Ma il suo capolavoro e’ una semplice abitazione, realizzata per se stesso, nel 1953 presso Rio de Janeiro. Il modello preso a riferimento e’ la casa Farnsworth realizzata da Mies tre anni prima: una glass house inserita nel paesaggio circostante.

Ma mentre la casa di Plano e’, per quanto ineccepibile in ogni suo più minuto dettaglio, una scatola, quasi un’ascetica idea platonica, la casa di Niemeyer non ha un solo angolo retto ed e’ pensata come un susseguirsi di sensuali curve che ricordano le opere biomorfe di Hans Arp e di Alexander Calder o , se vogliamo restare a Mies, il suo progetto ben più espressionista per un grattacielo di cristallo del 1922 (mentre le estremità che avvolgono il soggiorno e la sala da pranzo, risolte con tramezzi curvi in legno ricordano la celeberrima parete in ebano di casa Tugendhat).

Vi sono alcuni riferimenti a Wright, per esempio nella roccia che entra dentro la casa e che, così, la lascia sospesa in una dimensione a metà tra l’artificiale e il naturale.

 

Si racconta che Mies rimase non poco scioccato dalla vista di un’opera così fortemente edonista, così barocca: “questa e’ una piccola costruzione, molto bella ma irripetibile” disse, non senza una punta di sgomento.

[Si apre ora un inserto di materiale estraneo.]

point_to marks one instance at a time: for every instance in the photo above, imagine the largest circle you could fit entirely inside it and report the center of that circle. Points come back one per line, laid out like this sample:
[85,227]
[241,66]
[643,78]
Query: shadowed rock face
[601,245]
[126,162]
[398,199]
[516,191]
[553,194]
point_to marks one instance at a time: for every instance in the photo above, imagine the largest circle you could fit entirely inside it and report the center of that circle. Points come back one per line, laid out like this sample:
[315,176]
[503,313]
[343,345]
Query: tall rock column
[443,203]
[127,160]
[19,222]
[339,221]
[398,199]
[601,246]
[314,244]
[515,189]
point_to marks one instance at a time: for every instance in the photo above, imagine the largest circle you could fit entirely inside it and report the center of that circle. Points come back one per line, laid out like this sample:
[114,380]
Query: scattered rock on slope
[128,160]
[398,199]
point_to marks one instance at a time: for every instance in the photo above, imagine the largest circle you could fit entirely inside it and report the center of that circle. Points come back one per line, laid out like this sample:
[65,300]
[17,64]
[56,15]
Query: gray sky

E in effetti, le forme dinamiche e fluttuanti di Niemeyer mostrano che il linguaggio moderno può vivere benissimo senza il moralismo etico tipico delle realizzazioni dei Maestri, trasformandosi in un linguaggio piacevole, sensuale e fortemente comunicativo: insomma popolare.

 

Un aspetto che non sfugge a Juscelino Kubitschek, il neo presidente della repubblica, il quale, passeggiando nel giardino della casa, propone a Niemeyer di realizzare, insieme con Lúcio Costa, Brasilia, la nuova capitale.